Losing sucks—it sucks expired milk through a curly straw, and that's the bottom line—but let's play a game. Imagine that you are a GM or an owner and, look out, here comes a baseball genie with a simple question: Which team do you want to be for the next ten years? Your options are the New York Mets, who just crushed a can of Old Style while cruising on high-speed rails toward the World Series, or the Chicago Cubs, who played the role of that can over four not especially tense games. Who do you choose?
In the most basic sense, the Cubs are done and another season is lost. In a broader sense, though, fuck all that. This Cubs team is going to spend the next five seasons smashing the National League. What they are now is a fraction of what they will be, and these playoffs have only served as a warning. The genie would not have to wait long for an answer.

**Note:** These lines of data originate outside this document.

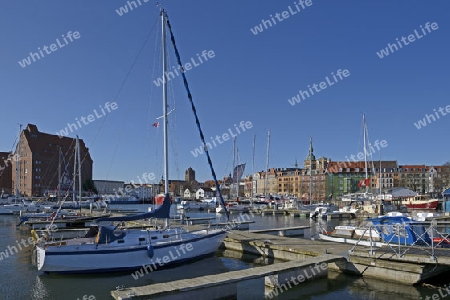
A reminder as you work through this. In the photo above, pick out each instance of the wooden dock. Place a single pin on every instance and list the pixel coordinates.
(284, 231)
(226, 284)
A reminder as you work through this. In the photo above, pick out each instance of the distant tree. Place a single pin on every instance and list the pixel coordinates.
(89, 185)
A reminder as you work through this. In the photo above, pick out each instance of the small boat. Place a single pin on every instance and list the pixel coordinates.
(401, 230)
(24, 206)
(192, 205)
(420, 202)
(117, 248)
(232, 207)
(353, 235)
(326, 212)
(121, 249)
(5, 211)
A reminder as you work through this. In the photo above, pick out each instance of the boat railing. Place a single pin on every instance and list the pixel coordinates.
(428, 237)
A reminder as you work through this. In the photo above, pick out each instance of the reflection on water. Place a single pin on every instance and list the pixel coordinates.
(20, 280)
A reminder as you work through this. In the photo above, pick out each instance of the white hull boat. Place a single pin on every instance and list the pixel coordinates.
(353, 235)
(137, 249)
(232, 207)
(326, 237)
(120, 249)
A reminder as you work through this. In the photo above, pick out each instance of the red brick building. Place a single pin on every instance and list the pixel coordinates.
(6, 173)
(40, 159)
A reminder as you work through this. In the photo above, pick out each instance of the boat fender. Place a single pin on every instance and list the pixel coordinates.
(150, 251)
(34, 235)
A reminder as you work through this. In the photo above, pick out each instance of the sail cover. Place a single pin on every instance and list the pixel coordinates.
(161, 212)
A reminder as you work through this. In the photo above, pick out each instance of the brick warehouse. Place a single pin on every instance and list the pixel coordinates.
(39, 161)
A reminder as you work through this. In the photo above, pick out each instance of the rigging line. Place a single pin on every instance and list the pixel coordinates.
(121, 86)
(120, 89)
(173, 124)
(150, 120)
(172, 38)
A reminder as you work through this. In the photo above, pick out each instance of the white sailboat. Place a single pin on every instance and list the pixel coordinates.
(118, 249)
(356, 200)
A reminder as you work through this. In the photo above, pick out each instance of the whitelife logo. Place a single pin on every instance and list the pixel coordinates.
(411, 38)
(53, 47)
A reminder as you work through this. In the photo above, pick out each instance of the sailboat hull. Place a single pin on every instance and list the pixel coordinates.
(93, 258)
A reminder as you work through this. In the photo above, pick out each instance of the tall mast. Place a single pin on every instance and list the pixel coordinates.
(365, 153)
(253, 165)
(380, 174)
(267, 162)
(74, 185)
(164, 65)
(59, 173)
(18, 162)
(234, 168)
(79, 171)
(310, 169)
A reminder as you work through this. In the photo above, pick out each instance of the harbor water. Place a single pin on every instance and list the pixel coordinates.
(19, 279)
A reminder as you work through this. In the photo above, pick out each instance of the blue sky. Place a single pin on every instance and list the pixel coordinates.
(250, 78)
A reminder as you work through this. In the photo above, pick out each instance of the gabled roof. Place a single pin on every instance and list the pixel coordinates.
(334, 166)
(39, 142)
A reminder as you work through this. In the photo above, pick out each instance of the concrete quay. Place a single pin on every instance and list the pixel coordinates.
(412, 266)
(226, 285)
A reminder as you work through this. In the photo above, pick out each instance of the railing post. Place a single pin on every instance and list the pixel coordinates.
(371, 242)
(433, 225)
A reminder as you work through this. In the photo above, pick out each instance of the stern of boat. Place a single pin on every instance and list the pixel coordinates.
(40, 257)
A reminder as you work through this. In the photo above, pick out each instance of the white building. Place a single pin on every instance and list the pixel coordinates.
(105, 187)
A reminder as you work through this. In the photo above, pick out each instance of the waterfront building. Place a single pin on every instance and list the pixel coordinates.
(424, 179)
(40, 159)
(344, 177)
(6, 173)
(301, 182)
(109, 187)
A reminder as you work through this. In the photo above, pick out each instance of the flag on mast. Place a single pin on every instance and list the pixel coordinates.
(238, 172)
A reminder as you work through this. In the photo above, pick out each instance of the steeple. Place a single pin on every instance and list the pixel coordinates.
(311, 150)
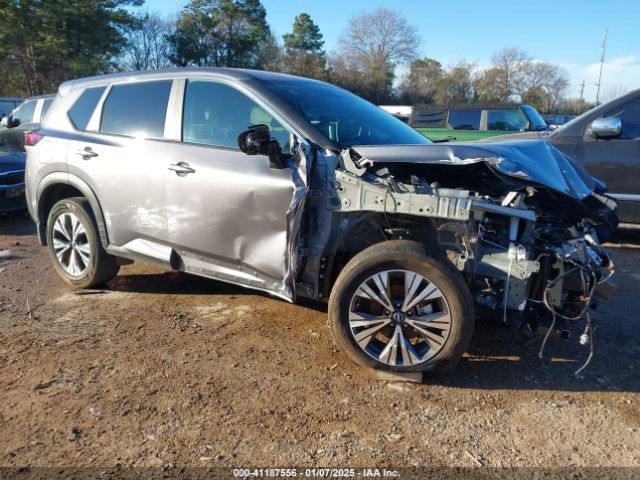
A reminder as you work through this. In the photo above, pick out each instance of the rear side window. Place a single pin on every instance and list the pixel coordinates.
(136, 110)
(464, 119)
(81, 112)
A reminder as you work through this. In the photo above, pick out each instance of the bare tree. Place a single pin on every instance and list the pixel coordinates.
(148, 46)
(509, 65)
(382, 37)
(374, 44)
(457, 83)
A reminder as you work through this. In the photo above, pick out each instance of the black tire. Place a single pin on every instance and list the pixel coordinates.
(101, 267)
(412, 257)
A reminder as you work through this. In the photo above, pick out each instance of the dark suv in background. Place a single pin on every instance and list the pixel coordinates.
(25, 118)
(606, 141)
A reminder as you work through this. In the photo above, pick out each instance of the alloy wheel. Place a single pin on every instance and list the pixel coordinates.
(399, 318)
(71, 244)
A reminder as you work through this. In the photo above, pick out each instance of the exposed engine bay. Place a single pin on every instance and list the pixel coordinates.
(519, 220)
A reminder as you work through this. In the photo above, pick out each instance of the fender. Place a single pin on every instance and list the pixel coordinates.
(63, 178)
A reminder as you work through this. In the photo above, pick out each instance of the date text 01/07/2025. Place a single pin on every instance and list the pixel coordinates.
(315, 473)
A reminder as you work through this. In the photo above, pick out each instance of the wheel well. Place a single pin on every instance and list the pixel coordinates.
(49, 198)
(371, 229)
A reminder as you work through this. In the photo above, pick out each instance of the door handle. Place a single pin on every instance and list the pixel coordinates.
(87, 153)
(181, 168)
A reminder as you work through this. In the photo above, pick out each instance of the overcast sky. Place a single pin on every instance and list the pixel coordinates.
(565, 32)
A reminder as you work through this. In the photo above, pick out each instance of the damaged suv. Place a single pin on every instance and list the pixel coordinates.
(300, 189)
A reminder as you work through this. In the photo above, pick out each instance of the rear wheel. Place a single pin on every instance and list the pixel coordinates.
(74, 246)
(395, 308)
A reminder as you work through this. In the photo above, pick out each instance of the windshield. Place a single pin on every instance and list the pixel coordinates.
(342, 116)
(536, 122)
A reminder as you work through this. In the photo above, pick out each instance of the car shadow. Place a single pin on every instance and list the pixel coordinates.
(498, 357)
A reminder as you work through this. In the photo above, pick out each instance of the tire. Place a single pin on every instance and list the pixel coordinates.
(395, 264)
(75, 247)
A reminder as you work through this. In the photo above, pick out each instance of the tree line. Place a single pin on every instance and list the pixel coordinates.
(45, 42)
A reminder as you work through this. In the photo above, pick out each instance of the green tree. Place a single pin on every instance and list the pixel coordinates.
(45, 42)
(221, 33)
(303, 54)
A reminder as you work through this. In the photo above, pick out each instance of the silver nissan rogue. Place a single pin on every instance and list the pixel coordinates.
(300, 189)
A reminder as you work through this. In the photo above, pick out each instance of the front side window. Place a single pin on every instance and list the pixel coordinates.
(82, 110)
(25, 112)
(629, 113)
(464, 119)
(509, 120)
(136, 109)
(215, 114)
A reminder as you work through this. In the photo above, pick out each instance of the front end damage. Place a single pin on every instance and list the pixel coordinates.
(520, 221)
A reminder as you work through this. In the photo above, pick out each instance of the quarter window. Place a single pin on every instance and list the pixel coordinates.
(81, 112)
(45, 108)
(215, 114)
(137, 109)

The reason isn't complicated. This Cubs team is mind-bendingly young, and already quite good. They just won 97 games and stomped into the NLCS, and they're going to get better.

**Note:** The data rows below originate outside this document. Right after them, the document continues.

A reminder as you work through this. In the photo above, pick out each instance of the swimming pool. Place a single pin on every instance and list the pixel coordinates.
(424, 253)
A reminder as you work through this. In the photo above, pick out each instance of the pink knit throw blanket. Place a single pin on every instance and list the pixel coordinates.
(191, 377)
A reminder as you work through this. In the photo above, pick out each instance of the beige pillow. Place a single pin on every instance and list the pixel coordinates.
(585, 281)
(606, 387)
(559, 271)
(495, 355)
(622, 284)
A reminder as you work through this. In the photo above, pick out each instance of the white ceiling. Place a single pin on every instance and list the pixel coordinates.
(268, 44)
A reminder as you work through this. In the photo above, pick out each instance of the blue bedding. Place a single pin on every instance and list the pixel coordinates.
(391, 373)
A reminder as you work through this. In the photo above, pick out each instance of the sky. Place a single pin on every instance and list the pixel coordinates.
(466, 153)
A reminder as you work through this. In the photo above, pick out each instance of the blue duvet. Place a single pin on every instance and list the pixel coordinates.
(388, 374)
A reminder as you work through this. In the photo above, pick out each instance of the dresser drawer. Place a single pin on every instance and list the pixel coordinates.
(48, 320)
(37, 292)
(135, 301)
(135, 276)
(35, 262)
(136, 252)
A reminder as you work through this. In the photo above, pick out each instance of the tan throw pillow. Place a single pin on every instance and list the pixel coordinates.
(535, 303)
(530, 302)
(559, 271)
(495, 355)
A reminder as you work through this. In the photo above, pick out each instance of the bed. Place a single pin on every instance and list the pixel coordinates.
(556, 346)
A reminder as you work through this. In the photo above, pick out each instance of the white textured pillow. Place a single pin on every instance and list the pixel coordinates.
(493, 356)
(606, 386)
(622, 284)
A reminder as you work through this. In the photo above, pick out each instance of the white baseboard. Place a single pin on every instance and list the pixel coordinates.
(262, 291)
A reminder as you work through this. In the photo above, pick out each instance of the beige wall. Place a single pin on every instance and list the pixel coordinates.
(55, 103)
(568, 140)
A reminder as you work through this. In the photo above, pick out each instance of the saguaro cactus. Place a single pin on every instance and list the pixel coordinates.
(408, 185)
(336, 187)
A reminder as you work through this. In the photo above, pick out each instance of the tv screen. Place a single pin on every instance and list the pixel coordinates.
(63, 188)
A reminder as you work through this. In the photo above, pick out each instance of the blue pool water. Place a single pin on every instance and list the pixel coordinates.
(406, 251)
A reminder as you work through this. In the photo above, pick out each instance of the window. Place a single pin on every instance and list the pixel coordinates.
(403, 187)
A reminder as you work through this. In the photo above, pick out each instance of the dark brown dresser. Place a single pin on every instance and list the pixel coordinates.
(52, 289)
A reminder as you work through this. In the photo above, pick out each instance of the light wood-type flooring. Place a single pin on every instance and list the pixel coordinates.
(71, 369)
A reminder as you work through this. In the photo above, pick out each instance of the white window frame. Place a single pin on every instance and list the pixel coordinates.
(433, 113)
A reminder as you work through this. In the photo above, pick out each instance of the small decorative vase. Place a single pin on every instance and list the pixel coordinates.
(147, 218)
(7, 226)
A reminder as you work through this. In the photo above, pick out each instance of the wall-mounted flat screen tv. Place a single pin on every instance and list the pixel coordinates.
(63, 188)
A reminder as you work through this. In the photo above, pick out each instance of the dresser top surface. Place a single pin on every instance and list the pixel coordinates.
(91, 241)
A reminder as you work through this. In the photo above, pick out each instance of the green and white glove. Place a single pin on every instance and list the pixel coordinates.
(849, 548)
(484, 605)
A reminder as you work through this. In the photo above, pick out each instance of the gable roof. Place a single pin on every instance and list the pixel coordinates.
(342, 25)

The Cubs scored an average of 4.25 runs per game in the regular season, good for 16th in baseball. Really, though, that's not fair because as an NL team they don't get the DH. The top run-scoring NL team is the Rockies, who ranked fifth overall, but that's not fair either, because the Cubs don't play in a park where what should be pop-ups to shortstop instead drop into the waiting mitts of fans in the center field nosebleeds. The highest-scoring NL team this season, non-Rockies division, is the Diamondbacks, at eighth, with 4.44 runs per game. The Cubs did, however, outscore the Mets, the Dodgers, and the Cardinals; they were just .05 runs per game behind the Pirates.

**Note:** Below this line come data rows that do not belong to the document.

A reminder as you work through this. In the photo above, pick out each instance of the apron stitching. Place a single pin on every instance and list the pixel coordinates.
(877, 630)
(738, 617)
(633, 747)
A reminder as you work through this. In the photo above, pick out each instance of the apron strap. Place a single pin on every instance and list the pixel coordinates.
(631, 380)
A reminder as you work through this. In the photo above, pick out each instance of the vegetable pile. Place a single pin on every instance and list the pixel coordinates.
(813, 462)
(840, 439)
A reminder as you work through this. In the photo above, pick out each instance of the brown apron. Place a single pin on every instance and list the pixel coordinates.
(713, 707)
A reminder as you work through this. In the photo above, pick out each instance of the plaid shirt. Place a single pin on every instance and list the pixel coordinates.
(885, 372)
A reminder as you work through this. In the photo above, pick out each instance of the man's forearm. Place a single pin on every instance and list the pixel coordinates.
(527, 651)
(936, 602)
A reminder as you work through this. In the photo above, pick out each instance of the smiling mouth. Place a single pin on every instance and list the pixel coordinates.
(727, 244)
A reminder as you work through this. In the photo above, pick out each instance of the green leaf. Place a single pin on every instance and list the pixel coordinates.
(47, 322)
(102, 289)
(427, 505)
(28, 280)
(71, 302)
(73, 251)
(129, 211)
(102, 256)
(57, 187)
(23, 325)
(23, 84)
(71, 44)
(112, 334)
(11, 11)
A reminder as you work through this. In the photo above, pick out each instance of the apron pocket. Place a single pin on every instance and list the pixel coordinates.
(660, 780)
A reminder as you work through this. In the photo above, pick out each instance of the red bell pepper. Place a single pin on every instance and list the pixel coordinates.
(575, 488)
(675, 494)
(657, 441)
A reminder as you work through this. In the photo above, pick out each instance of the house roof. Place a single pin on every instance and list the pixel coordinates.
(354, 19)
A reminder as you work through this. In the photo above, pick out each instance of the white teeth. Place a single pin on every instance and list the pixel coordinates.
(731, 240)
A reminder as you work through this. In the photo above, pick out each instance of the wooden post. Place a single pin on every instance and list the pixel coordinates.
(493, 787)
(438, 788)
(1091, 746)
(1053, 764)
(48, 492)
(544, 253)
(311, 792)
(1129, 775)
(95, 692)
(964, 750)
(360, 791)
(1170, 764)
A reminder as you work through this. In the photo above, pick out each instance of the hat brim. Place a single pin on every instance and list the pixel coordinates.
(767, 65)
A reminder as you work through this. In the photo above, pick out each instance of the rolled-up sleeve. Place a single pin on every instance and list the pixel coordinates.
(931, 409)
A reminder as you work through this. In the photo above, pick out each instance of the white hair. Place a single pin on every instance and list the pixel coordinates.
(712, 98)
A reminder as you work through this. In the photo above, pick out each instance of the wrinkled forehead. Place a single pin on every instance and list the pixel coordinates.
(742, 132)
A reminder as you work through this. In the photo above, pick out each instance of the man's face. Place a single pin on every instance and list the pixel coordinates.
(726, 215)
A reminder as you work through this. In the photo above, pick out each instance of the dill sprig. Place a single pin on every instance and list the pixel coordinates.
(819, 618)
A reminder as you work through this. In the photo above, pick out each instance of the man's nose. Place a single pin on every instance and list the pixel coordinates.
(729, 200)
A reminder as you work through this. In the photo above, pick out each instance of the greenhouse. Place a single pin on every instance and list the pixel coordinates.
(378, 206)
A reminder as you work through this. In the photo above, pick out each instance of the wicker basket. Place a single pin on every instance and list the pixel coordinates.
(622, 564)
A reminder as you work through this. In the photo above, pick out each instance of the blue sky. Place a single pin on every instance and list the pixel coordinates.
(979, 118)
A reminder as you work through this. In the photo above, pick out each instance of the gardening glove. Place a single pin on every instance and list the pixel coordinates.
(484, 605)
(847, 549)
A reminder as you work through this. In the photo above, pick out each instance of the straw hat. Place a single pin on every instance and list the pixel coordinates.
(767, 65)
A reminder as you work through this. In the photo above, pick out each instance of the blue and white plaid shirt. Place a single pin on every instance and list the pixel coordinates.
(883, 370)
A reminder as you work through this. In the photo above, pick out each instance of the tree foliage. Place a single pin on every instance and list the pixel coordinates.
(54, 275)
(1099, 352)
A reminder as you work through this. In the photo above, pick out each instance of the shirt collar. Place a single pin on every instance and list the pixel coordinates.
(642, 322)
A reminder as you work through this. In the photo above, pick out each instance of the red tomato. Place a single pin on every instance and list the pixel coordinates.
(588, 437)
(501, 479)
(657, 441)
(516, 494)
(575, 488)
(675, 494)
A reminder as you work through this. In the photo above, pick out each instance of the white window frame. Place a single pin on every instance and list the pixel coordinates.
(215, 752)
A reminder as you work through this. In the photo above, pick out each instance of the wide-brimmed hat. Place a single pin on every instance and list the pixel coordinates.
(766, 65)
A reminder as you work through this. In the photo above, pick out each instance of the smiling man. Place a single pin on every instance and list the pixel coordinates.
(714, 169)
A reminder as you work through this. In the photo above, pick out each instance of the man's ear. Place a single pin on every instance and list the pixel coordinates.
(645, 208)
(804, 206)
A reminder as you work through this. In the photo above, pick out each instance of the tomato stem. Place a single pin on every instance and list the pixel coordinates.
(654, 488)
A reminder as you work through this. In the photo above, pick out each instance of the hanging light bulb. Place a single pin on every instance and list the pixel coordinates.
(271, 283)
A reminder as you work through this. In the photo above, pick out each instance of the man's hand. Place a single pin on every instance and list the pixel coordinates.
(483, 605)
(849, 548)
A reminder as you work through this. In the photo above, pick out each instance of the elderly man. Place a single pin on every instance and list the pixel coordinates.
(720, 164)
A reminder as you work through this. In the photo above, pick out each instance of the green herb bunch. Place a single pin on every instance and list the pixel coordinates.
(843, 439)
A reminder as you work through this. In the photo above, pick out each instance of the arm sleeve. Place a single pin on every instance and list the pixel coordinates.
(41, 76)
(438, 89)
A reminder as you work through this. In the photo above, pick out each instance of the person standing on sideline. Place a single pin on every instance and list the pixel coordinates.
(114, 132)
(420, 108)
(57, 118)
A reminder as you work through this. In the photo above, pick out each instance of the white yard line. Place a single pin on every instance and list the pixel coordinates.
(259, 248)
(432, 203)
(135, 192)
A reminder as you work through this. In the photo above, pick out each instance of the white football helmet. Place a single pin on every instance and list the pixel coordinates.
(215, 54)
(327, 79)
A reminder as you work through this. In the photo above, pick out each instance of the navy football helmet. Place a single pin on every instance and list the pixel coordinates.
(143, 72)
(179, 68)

None of that is why they're going to be better. This does: the Cubs have eight hitters with 400 or more plate appearances this season; six of those players are under 30, and four of those are 25 or younger. This season, the Cubs got just 69 (very nice) games from Kyle Schwarber (age 22), 28 from Javier Baez (also 22), and 101 games from Jorge Soler (23), and they were still one of the best hitting teams in the National League. At 24 years old, Kris Bryant is already an All-Star and a terrifying homer-hitting monster.
You can imagine what this lineup will look like when all these stud hitters are 27, but you could also just wait: all of them will still be under Cubs control at that point. And, most likely, they'll be relatively affordable—right now, they're downright cheap—which leaves the ultra-smart front office to use the Ricketts' family fortune to supplement the roster in free agency as needed.
That's the other thing: besides being young and stacked with talent, the Cubs are Scrooge McDuck rich. Chicago's payroll this season was $120 million, on the low side for a big market team, and that's after adding Jon Lester's $25 million per season. The Cubs can throw another $30 million per on top of that for David Price or Zack Greinke if they want without Tom Ricketts noticing a change in the level of his money-diving tank. They can bring Matt Wieters in as a backup next season on a one-year pillow contract and hope he remembers how to be an All-Star. They can trade for Aroldis Chapman and Craig Kimbrel if they want to blow teams away late in games. They can do whatever they want, and the people making the decisions are smart enough to do it right. They will smash some shit up, and soon.
After 2013, the Boston Red Sox were supposed to rule baseball with their great farm system and their World Series win. Instead they've parlayed it all into two consecutive last-place finishes. Baseball, it turns out, is difficult to predict, but we know aging curves. We know the crushing power of young talent like Schwarber, Soler, Bryant, and Addison Russell. We know having two aces like Lester and Jake Arrieta helps a lot, and good lord if they get another we'll all be subjected to untold rounds of Super Rotation articles again.
So while we can't predict the future, we do know some things. The Cubs roster is stocked to overflowing with talent so young that improvement is bound to happen—not linearly, not perfectly, not everywhere, but on balance and dramatically. It can be difficult in times of stress to see the greater picture, and especially so with a mouthful of curly straw and expired milk, but this Cubs team sure seems like the future, and not even a distant one. It's the future like the next rest stop on the turnpike is the future. Need to pee? Just hold on a minute, Cubs fans, we're almost there.